Text message alert system may minimise costly spray drift damage to cotton crops

Feb 3 2016

A text message warning farmers that weather conditions are not suitable for chemical spraying is just one idea being flagged to minimise costly spray drift.

While crops are thriving on recent rain in many cotton and cereal growing regions, so are weeds and to control the weeds, growers and contractors enlist the use of herbicides, often Phenoxy herbicide such as 2,4-D.

The off-target spraying of Phenoxy herbicide is estimated to be costing cotton growers millions of dollars, with Cotton Australia’s chief executive Adam Kay suggesting 20 percent of this season’s crop has been damaged by chemicals suspected to be coming from cereal growers nearby.

“This drift is coming from kilometres away, this is not a case where it’s a neighbour spraying and you can see the drift coming on to your crop, this is drift due to temperature inversions and it’s difficult to say where this is coming from,” Mr Kay said.

Education, awareness and research needed

Cotton Australia is working with the New South Wales Environment Protection Authority [EPA] and Grains Research and Development Corporation to come up with ways to educate growers and spray contractors in a bid to minimise the occurrence of spray drift.

Cotton Australia regional manager for Darling Downs, Mary O’Brien, said night spraying during unsuitable weather conditions had emerged as the major cause of extensive crop damage.

“Night-time temperature inversions are very prevalent in Australia and [we need] some education of applicators to be able to identify when those inversion conditions are present,” Ms O’Brien said.

“In the afternoon and late evening when the ground cools, sometimes we get that air closer to the ground cooling quite rapidly while there’s warmer air above it.

“That cool air is trapped in a layer and, the issue with that is, the movement of that air.

“It tends to flow parallel to the ground so any fine droplets that are released into that inversion layer moves sideways.”

Those droplets of herbicide can drift up to 70 kilometres per hour, depending on wind speed and how long the inversion conditions remain.

Ms O’Brien said research was being done on helping farmers and contractors detect inversion conditions, as well as communicating the conditions to them via an alert system.

“Cotton Australia has already had conversation with the Bureau of Meteorology in regards to what we can do it the future and how we can assist people better in determining the presence of these inversions,” she said.

“There’s no silver bullet to fix this problem.

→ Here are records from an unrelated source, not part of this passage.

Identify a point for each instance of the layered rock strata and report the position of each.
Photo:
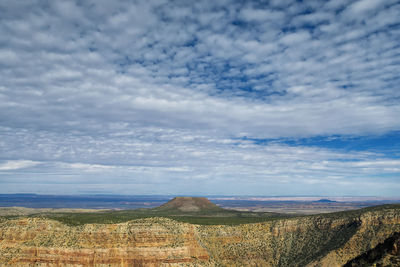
(323, 240)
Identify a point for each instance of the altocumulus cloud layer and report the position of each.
(205, 97)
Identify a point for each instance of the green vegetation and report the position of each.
(223, 217)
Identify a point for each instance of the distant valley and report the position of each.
(191, 231)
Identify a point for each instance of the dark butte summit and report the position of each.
(189, 204)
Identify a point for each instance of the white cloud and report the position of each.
(160, 88)
(17, 164)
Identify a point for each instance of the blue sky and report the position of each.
(205, 97)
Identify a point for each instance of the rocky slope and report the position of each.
(324, 240)
(189, 204)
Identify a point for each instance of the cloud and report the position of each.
(17, 164)
(155, 89)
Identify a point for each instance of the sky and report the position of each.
(266, 98)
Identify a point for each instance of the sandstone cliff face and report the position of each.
(148, 242)
(313, 241)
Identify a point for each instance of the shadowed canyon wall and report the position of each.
(319, 240)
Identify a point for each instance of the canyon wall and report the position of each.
(307, 241)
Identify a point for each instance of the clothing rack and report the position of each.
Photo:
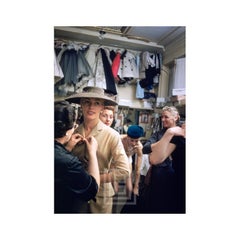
(77, 45)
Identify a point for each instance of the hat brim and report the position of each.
(77, 97)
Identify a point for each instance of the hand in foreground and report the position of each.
(75, 138)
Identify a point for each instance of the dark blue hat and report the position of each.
(135, 131)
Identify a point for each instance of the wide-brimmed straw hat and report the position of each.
(92, 92)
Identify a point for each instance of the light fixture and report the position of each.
(101, 34)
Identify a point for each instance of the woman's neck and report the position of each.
(88, 127)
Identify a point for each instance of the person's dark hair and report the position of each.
(64, 118)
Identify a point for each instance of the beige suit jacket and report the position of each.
(109, 147)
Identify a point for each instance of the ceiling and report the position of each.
(134, 37)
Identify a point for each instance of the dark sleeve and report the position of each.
(147, 146)
(77, 179)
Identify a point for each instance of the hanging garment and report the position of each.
(179, 73)
(58, 74)
(84, 69)
(69, 66)
(139, 91)
(116, 65)
(129, 68)
(110, 83)
(98, 79)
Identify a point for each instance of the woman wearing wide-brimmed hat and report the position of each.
(92, 101)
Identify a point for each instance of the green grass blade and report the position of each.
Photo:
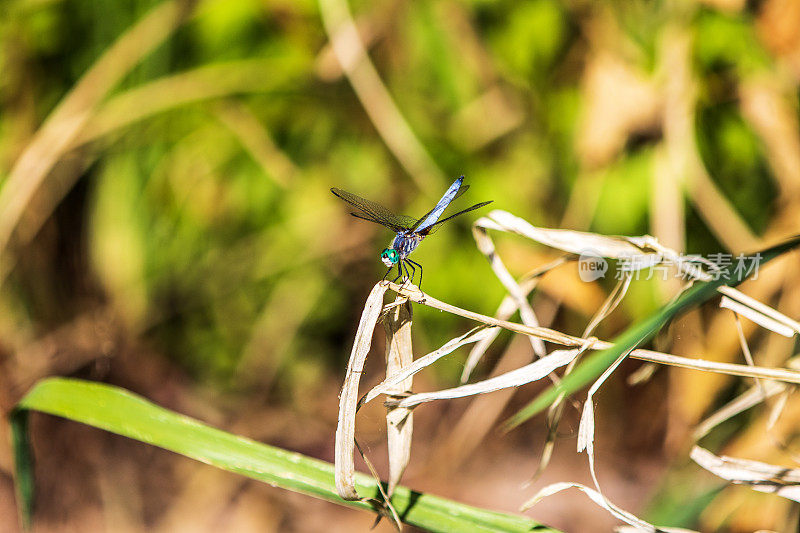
(640, 332)
(23, 465)
(119, 411)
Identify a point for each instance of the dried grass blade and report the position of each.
(756, 316)
(575, 242)
(759, 476)
(750, 398)
(600, 500)
(399, 421)
(528, 373)
(348, 399)
(486, 246)
(764, 309)
(388, 385)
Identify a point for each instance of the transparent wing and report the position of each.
(430, 218)
(374, 212)
(432, 228)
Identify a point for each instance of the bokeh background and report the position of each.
(166, 225)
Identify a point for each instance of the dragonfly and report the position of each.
(409, 231)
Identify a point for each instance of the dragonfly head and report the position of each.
(390, 257)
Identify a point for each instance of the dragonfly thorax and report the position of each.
(390, 257)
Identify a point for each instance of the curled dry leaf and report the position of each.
(399, 421)
(759, 476)
(532, 372)
(348, 399)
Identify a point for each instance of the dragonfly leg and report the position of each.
(399, 272)
(420, 271)
(411, 270)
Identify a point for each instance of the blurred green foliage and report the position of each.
(191, 235)
(208, 226)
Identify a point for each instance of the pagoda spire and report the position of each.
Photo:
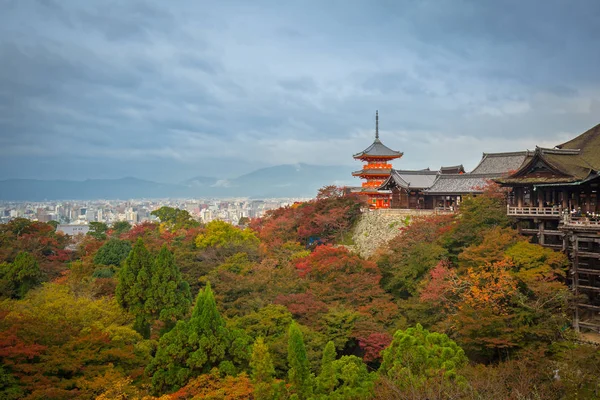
(376, 124)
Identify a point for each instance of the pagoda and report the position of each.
(376, 170)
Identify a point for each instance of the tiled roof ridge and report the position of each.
(507, 153)
(415, 172)
(452, 166)
(585, 136)
(544, 150)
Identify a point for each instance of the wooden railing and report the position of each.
(534, 211)
(582, 221)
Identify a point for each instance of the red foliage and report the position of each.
(374, 344)
(440, 284)
(328, 216)
(304, 306)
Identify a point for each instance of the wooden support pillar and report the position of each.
(575, 275)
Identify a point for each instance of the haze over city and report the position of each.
(171, 90)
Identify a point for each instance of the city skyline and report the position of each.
(169, 92)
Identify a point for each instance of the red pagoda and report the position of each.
(376, 170)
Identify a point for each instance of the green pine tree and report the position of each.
(299, 375)
(262, 370)
(326, 381)
(21, 275)
(195, 346)
(416, 357)
(134, 285)
(169, 298)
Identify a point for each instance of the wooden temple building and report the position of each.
(376, 169)
(445, 188)
(554, 198)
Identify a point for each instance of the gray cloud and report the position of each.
(162, 90)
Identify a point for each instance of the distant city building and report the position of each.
(73, 230)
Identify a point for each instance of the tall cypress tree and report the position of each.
(299, 374)
(327, 380)
(134, 285)
(262, 370)
(196, 346)
(169, 298)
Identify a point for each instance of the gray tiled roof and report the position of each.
(460, 183)
(420, 179)
(500, 163)
(378, 149)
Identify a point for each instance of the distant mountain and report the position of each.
(125, 188)
(299, 180)
(200, 181)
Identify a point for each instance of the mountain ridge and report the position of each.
(286, 180)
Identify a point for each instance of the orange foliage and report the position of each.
(212, 386)
(491, 285)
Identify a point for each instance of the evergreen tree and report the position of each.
(134, 285)
(170, 297)
(196, 346)
(299, 374)
(262, 370)
(416, 357)
(113, 252)
(326, 381)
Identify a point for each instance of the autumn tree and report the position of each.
(121, 227)
(299, 375)
(113, 252)
(174, 219)
(59, 345)
(18, 277)
(97, 230)
(412, 254)
(219, 233)
(197, 345)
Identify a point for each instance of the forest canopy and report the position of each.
(454, 307)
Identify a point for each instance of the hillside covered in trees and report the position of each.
(455, 307)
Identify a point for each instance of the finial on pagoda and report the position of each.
(376, 124)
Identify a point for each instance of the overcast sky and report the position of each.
(168, 90)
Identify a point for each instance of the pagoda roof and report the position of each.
(378, 171)
(500, 163)
(453, 184)
(378, 149)
(454, 169)
(410, 179)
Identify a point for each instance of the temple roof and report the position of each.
(408, 179)
(500, 163)
(560, 165)
(454, 169)
(378, 149)
(459, 184)
(378, 171)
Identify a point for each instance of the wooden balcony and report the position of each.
(533, 212)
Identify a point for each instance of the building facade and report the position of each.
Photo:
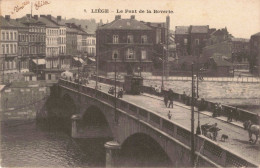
(181, 40)
(35, 38)
(91, 45)
(198, 39)
(126, 44)
(52, 42)
(254, 61)
(9, 46)
(240, 53)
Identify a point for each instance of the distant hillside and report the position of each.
(91, 24)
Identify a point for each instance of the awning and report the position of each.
(40, 61)
(92, 59)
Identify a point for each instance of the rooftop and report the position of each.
(199, 29)
(239, 40)
(48, 22)
(126, 24)
(220, 61)
(11, 23)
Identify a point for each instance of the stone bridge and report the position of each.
(140, 137)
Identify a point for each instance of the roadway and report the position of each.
(181, 114)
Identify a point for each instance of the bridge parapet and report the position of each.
(242, 115)
(204, 146)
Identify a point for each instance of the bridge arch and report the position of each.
(68, 106)
(96, 122)
(141, 150)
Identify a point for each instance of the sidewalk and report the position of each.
(207, 113)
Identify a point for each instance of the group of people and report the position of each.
(168, 97)
(217, 110)
(119, 93)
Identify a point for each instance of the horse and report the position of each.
(252, 129)
(210, 131)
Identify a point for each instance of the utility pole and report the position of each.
(162, 87)
(198, 131)
(97, 55)
(115, 57)
(192, 120)
(4, 68)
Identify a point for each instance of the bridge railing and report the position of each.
(204, 146)
(238, 113)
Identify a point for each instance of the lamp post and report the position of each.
(192, 120)
(116, 117)
(97, 56)
(198, 131)
(4, 68)
(163, 71)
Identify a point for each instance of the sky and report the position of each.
(241, 17)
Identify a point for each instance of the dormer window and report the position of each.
(130, 53)
(130, 39)
(115, 39)
(143, 39)
(115, 54)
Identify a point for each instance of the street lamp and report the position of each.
(198, 131)
(163, 70)
(192, 119)
(116, 117)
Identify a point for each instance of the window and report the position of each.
(130, 39)
(114, 54)
(143, 39)
(3, 48)
(115, 39)
(7, 48)
(15, 49)
(11, 48)
(130, 53)
(3, 36)
(185, 41)
(197, 41)
(143, 54)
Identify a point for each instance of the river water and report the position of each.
(30, 144)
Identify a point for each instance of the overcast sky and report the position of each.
(241, 17)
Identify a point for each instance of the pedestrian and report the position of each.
(171, 102)
(169, 115)
(170, 97)
(184, 97)
(236, 114)
(165, 99)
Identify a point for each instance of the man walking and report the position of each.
(169, 115)
(170, 98)
(166, 99)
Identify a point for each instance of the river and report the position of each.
(29, 144)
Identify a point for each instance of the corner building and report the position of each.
(127, 39)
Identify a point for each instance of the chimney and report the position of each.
(7, 17)
(49, 17)
(58, 18)
(117, 17)
(35, 17)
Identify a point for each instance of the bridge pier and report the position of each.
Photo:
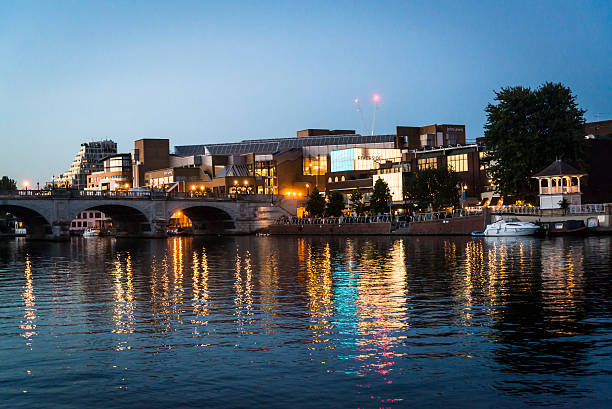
(47, 215)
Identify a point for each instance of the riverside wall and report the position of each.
(454, 226)
(353, 229)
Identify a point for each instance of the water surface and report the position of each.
(269, 322)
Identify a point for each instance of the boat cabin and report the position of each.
(557, 182)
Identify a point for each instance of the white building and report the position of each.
(557, 182)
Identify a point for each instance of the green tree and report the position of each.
(335, 204)
(7, 184)
(357, 204)
(315, 205)
(381, 197)
(435, 187)
(528, 129)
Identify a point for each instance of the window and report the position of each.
(427, 140)
(315, 165)
(427, 163)
(458, 163)
(482, 158)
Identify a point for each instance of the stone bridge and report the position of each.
(47, 214)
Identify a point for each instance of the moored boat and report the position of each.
(508, 228)
(91, 232)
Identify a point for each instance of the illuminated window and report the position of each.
(427, 163)
(482, 158)
(315, 165)
(458, 163)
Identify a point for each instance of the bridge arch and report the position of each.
(36, 223)
(206, 218)
(127, 220)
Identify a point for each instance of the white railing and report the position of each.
(527, 210)
(559, 190)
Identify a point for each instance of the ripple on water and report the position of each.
(333, 322)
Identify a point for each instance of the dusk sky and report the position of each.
(198, 72)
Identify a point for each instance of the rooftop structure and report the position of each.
(557, 182)
(88, 160)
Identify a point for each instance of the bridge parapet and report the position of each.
(47, 214)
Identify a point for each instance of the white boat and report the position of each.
(91, 232)
(508, 228)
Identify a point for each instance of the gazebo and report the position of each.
(557, 182)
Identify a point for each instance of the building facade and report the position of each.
(88, 160)
(117, 174)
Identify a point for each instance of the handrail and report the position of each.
(133, 195)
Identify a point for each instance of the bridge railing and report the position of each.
(338, 220)
(133, 194)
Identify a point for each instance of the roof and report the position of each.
(270, 146)
(559, 168)
(234, 171)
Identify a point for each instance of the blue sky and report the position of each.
(200, 72)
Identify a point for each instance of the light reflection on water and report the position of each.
(277, 322)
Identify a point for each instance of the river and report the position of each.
(275, 322)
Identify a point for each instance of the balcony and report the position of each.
(557, 190)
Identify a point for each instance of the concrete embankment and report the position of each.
(453, 226)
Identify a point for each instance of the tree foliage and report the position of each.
(381, 197)
(357, 204)
(7, 184)
(315, 205)
(528, 129)
(335, 204)
(435, 187)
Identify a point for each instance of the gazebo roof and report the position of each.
(559, 168)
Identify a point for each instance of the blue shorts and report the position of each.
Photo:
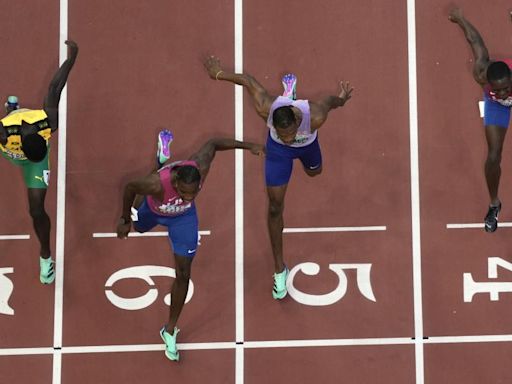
(279, 160)
(183, 229)
(495, 113)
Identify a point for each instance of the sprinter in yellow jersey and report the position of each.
(24, 141)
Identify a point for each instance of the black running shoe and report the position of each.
(491, 219)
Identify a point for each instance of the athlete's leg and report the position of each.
(179, 289)
(40, 219)
(275, 223)
(183, 234)
(51, 101)
(311, 159)
(495, 138)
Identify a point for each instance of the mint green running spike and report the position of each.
(279, 291)
(171, 350)
(46, 270)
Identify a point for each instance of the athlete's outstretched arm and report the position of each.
(262, 100)
(477, 45)
(205, 155)
(320, 109)
(51, 101)
(149, 185)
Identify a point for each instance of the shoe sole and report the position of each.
(169, 355)
(281, 294)
(47, 280)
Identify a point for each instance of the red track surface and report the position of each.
(139, 69)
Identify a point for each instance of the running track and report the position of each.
(405, 155)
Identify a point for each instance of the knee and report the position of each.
(313, 173)
(275, 209)
(494, 157)
(37, 211)
(183, 273)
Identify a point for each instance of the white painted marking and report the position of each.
(57, 366)
(145, 234)
(469, 339)
(6, 288)
(26, 351)
(415, 190)
(142, 272)
(312, 269)
(334, 229)
(61, 198)
(476, 225)
(14, 237)
(255, 345)
(239, 195)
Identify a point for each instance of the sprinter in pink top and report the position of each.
(166, 197)
(293, 134)
(494, 76)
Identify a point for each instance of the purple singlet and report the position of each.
(304, 135)
(172, 204)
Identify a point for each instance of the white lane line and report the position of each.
(476, 225)
(61, 202)
(14, 237)
(415, 191)
(469, 339)
(147, 347)
(61, 196)
(57, 366)
(477, 339)
(239, 195)
(334, 229)
(26, 351)
(146, 234)
(327, 342)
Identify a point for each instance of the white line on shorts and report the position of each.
(145, 234)
(14, 237)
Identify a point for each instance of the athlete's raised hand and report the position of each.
(257, 149)
(123, 228)
(212, 66)
(455, 15)
(345, 91)
(72, 48)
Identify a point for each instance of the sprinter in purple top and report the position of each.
(166, 197)
(495, 77)
(293, 128)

It’s a multi-pronged approach; education, awareness, more research.”

Recent cases investigated

The New South Wales Environment Protection Authority has received three recent complaints about spray drift from growers in northern NSW.

However, director of the organisation’s north branch Gary Davey says there wasn’t enough information to prosecute the cases reported from farmers at Mungindi, Garah, and Warren, of alleged spray drift damage to between 300 and 600 hectares of cotton.

“We investigated one and were able to identify the pesticide that was the cause of the problem, but we weren’t able to identify the actual source,” Mr Davey said.

“That’s the problem we have with Phenoxy; having no information that we’re able to follow up such as where is might have come from, when it was sprayed, and that’s the difficulty we have with so many of the chemical impacts.”